Starting point is 00:35:56 I don't think that's as much value for many organizations as just focusing on the production incidents that have been the result of a release or sprint from a specific team. So being able to tie that accountability and ownership and again, enabling the teams to then figure out, you know, hey, why is it that this happened in production? Why did we not see it pre-production? And what are some things that we could do to change now so that we don't have that in the future? So again, those two pieces are probably other items

Starting point is 00:36:22 that I would highlight given your question there. That's really amazing because you're talking about now not just monitoring the applications, but monitoring, maybe lack of a better word, monitoring the pipe line or monitoring the release process and collecting metrics on the releases themselves, not just application and hardware and process metrics, but tracking those actual release metrics that's um that's that's a new idea to me so thank you for bringing that up yeah and i like so i like the two metrics just to re to to to recite you said the first metric was the percentage of stories or commits based on the story they committed to, right?

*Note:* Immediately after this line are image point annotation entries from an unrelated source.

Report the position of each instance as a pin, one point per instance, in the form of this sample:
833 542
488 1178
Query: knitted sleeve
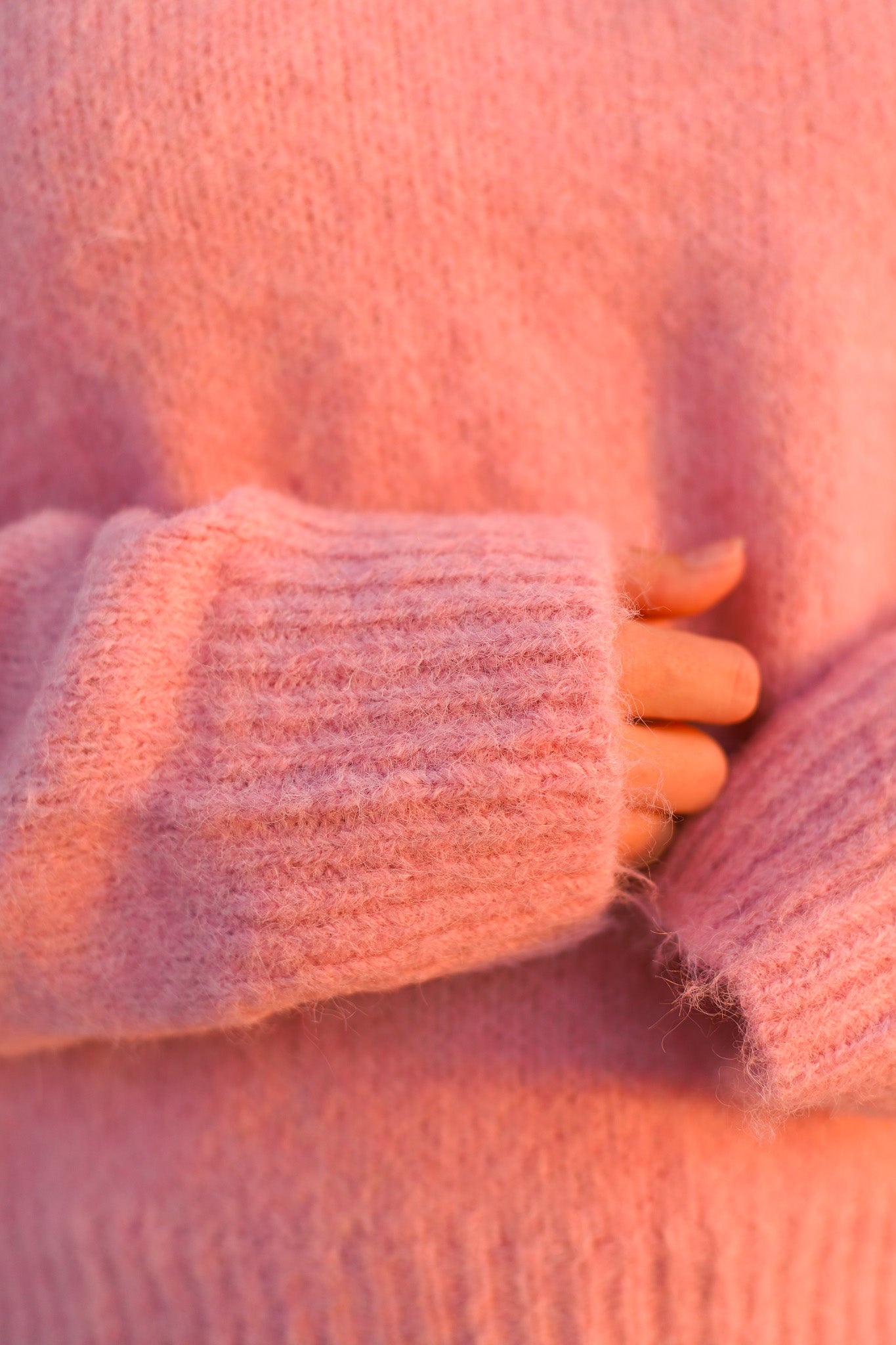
259 755
784 898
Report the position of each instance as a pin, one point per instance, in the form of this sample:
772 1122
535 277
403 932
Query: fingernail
714 554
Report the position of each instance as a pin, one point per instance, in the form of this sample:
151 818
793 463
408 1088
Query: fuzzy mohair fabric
341 345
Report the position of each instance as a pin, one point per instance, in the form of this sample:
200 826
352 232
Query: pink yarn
319 323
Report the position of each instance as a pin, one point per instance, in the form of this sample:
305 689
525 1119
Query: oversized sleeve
258 755
782 899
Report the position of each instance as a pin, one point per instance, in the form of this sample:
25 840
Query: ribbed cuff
289 753
784 896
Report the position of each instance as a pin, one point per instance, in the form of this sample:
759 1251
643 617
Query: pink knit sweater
340 343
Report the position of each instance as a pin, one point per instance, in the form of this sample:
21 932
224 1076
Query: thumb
668 584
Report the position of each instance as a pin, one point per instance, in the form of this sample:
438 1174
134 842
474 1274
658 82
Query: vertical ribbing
821 1279
784 898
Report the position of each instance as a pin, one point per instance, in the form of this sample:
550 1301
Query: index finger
672 674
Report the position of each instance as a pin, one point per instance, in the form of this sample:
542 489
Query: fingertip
667 584
746 686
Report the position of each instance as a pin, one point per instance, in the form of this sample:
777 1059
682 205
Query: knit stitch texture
341 345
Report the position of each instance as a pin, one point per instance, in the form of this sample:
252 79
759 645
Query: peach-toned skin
370 374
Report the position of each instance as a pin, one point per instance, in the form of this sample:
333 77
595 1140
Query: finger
673 767
667 584
677 676
645 835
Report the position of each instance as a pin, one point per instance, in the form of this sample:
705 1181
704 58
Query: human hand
671 677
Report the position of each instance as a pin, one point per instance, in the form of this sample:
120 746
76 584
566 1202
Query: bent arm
259 755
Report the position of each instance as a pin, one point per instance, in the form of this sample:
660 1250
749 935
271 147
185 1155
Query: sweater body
304 785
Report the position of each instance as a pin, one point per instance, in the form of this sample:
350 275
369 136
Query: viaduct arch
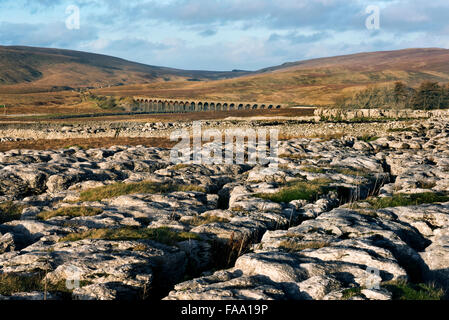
160 105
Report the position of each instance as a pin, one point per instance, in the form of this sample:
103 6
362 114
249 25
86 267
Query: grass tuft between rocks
404 200
13 283
208 219
145 187
402 290
298 190
292 246
162 235
9 211
70 212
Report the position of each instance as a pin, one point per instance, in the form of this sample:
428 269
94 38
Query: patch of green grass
9 211
70 212
145 187
181 166
351 292
12 283
75 146
404 200
202 220
313 170
401 290
352 172
368 138
426 185
292 246
298 190
162 235
401 129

Starting point is 00:37:06 Correct. Yeah. And the second one was the number of incidents in production. Not necessarily bugs, but incidents, right? So you might have a bug where, okay, the text field didn't have a limit, something silly and insignificant like that, and who cares about that? But when you actually have a production production incident that's a much better metric i think and that kind of ties into a lot of what we talk about right because a lot of it is are you monitoring the the proper metrics right so that that concept of the production incidents i think is a much more mature way of looking at it

Starting point is 00:37:40 so that you don't get clouded by all these little minor things that might not really matter so much. And it's actually a great quality metric that also I think is easy understandable to business. Because if we have a certain amount of incidents, I can probably also correlate that to how many main hours did I spend to work on these incidents, whether it's in first-level support, second-level support, or in engineering. And also what was the impact to the customer. And I think this is a great way to correlate business metrics or business answers with the quality that comes in from the pipeline. And then we know, hey, in the last three months with every release,

Starting point is 00:38:19 we saw an increase in production incidents and an increase in customer impact. And we know exactly which features it actually, from where it came from, then I can make an investment and say, well, now it's about time to fix this because the trend is alarming

Starting point is 00:38:33 and we need to work on that. Yeah, and on a related note, if I can switch a teeny bit here, Todd, I was reading one of your entries on TechBeacon, by the way. Do you, is TechBeacon, by the way. Is TechBeacon yours, or do you write a lot for that? So I was one of the co-founders of TechBeacon, but TechBeacon is an HPE-sponsored website. What's extraordinarily unique about it is you probably saw it's content-rich rich and all of the contributors are practitioners

Starting point is 00:39:07 like you and I. So again, what you're getting is pure content. There's no sales involved, as you could tell on the site, but it's just wonderful content. And again, I'm a high contributor, but also one of the original co-founders. You're not in Denver, right? You said you're a high contributor. I'm kidding. Okay. So the reason I brought it up, right, it's on techbeacon.com. Go check it out if you're listening.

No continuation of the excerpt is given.